The simplest speech recognition applications enable callers without push-button (DTMF) telephones to use equivalent applications. The technology can also be used to provide more sophisticated applications that use large vocabulary technologies. For telephone applications, speech recognition must be speaker-independent. Voice applications can be designed with or without barge-in (or cut-through) capability.
Speech recognition is particularly useful if a large number of your callers do not have DTMF telephones, if the application does not require extensive data input, or if you want to offer callers the choice of using speech or pressing keys.
Figure 1 shows a typical speech recognition setup. To handle the processing that speech recognition demands, the example uses multiple LAN-connected server machines.
Speech recognition by MRCP Version 1-compliant speech recognition products is supported in both the VoiceXML and Java programming environments. The runtime components of WebSphere Voice Server or other MRCP Version 1 compliant speech recognition product such as Nuance Speech Server version 5.1.2 (Recognizer 9.0.13), or Loquendo Speech Server V7 work with the speech recognition engine to perform the recognition. Recognition engines can be distributed across multiple systems so that resources can be shared, and redundancy is provided.
To allow highly-accurate recognition of continuous speech in this environment, the speech must follow a format that is defined by the application developers. These formats (or grammars) can allow many possible ways of speaking requests, and many tens of thousands of words can be recognized. Although WebSphere Voice Server provides the means for you to support large-vocabulary speech recognition, the system does not allow dictation.
The WebSphere Voice Toolkit enables an application developer to create the grammars that perform the recognition. The grammars can be created in multiple national languages.
http://publib.boulder.ibm.com/infocenter/pvcvoice/51x/index.jsp
To estimate the application load on the system, you need to know the following:
Your MRCP Version 1-compliant speech technology system should be able to handle the maximum demand for speech resources. That is, the resources needed at the peak calling hour rather than a day's average number of hourly calls. The primary speech resource is the ASR or TTS engine. The demand for engines is influenced by both the frequency of calls and how they are distributed. If all the incoming calls use the same application and start at the same time, each call will need an engine at the same time so the demand will be high. If, on the other hand, calls are distributed normally, the number of engines needed simultaneously can be considerably smaller.
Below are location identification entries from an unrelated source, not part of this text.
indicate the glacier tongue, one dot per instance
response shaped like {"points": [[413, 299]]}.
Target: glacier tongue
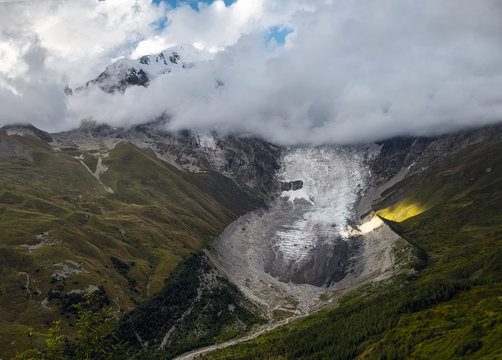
{"points": [[300, 247], [333, 178]]}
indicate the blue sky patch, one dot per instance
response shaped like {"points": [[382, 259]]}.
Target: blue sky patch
{"points": [[278, 33]]}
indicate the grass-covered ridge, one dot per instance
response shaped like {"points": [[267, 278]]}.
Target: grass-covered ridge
{"points": [[61, 228], [197, 307], [449, 308]]}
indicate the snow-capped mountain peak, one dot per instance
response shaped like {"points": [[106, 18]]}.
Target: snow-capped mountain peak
{"points": [[126, 72]]}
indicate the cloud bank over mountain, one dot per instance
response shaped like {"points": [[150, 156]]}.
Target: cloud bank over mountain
{"points": [[348, 72]]}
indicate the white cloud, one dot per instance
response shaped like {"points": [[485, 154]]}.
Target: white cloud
{"points": [[350, 71]]}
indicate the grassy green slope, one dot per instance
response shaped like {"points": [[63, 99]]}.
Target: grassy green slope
{"points": [[450, 307], [155, 216]]}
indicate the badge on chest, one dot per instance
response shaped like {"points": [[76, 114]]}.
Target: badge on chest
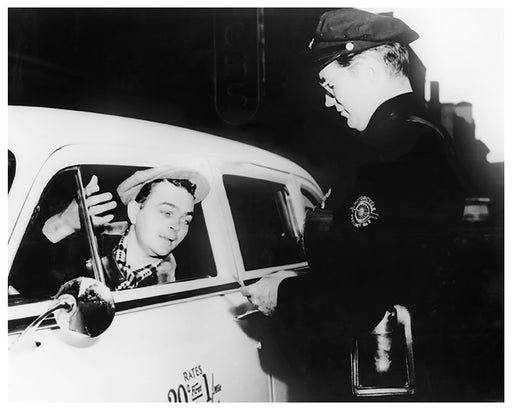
{"points": [[363, 212]]}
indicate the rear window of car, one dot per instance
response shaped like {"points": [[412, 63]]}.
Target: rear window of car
{"points": [[264, 221]]}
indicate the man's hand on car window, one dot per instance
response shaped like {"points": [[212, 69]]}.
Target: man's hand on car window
{"points": [[263, 294], [67, 222]]}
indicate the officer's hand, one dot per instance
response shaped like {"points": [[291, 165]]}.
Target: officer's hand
{"points": [[67, 222], [263, 294]]}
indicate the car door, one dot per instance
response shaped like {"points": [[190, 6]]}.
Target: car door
{"points": [[174, 342], [266, 211]]}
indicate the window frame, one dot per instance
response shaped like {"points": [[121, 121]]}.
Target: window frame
{"points": [[255, 171], [91, 154]]}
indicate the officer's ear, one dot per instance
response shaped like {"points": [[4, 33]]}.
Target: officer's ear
{"points": [[133, 210], [372, 69]]}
For your applications, you must determine the acceptable performance or desirability of an engine being available for a call without a significant delay. Delays can cause performance degradation, such as not recognizing speech input or stuttering output. If a degradation of performance is acceptable during peak utilization, fewer engines will be required.
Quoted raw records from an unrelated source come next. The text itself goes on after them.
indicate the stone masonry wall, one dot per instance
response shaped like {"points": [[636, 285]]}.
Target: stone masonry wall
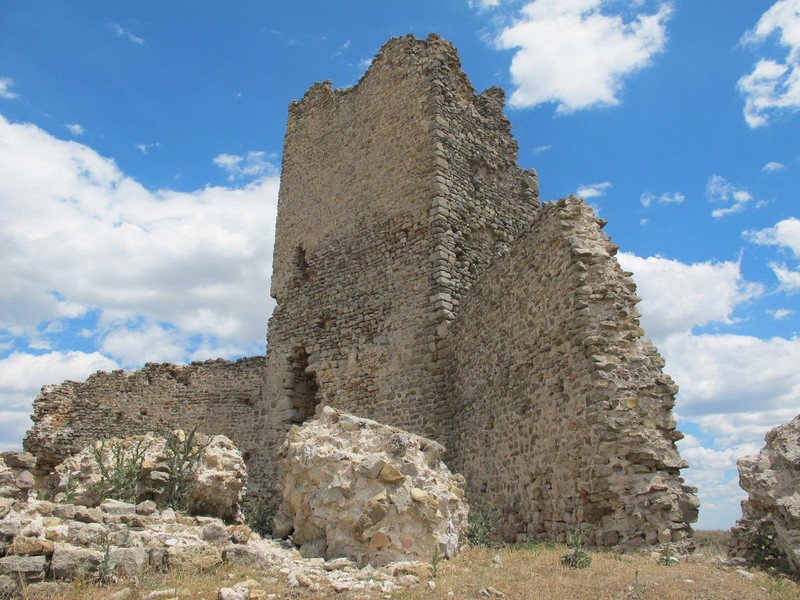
{"points": [[382, 223], [218, 395], [420, 283], [564, 414]]}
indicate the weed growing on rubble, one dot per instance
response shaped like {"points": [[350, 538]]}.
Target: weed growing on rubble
{"points": [[183, 452], [483, 523], [667, 557], [578, 558], [119, 477]]}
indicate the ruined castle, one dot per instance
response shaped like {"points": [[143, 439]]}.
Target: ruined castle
{"points": [[419, 282]]}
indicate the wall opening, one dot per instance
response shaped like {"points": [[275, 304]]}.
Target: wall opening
{"points": [[305, 390], [301, 263]]}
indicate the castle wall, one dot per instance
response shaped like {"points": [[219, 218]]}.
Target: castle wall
{"points": [[350, 272], [414, 190], [564, 412], [420, 283], [218, 395]]}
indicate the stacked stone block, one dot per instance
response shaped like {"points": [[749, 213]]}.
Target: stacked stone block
{"points": [[564, 414], [217, 396], [420, 283]]}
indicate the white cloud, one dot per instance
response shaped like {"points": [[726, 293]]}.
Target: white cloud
{"points": [[677, 297], [773, 87], [254, 164], [22, 375], [593, 190], [145, 148], [648, 198], [124, 33], [484, 4], [788, 278], [720, 191], [785, 233], [81, 239], [574, 54], [733, 374], [75, 129], [773, 167], [5, 89]]}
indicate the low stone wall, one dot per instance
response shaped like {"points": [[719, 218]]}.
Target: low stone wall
{"points": [[218, 396], [563, 413]]}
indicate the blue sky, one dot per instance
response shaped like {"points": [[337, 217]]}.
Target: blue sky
{"points": [[140, 154]]}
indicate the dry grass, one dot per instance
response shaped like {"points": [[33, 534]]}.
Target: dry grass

The number of concurrent ASR and TTS sessions, in turn, determines the number of processors required and how powerful they must be. Similarly, these two variables – number and speed of the processors – dictate the number and size of the machines needed for your MRCP Version 1-compliant speech technology installation.
For example, a non-barge-in application using long prompts of synthesized text together with a simple grammar is likely to be actively engaged in recognition for only a short proportion of the length of a call. It will have a short active duty cycle for ASR but a long active duty cycle for text-to-speech.
A barge-in application using shorter prompts of synthesized text together with a complex grammar is likely to spend more time actively engaged in recognition. In this case, the active duty cycle for ASR will be longer and the active duty cycles for text-to-speech shorter. If a system is under-specified, an engine might not be available at the start of a call.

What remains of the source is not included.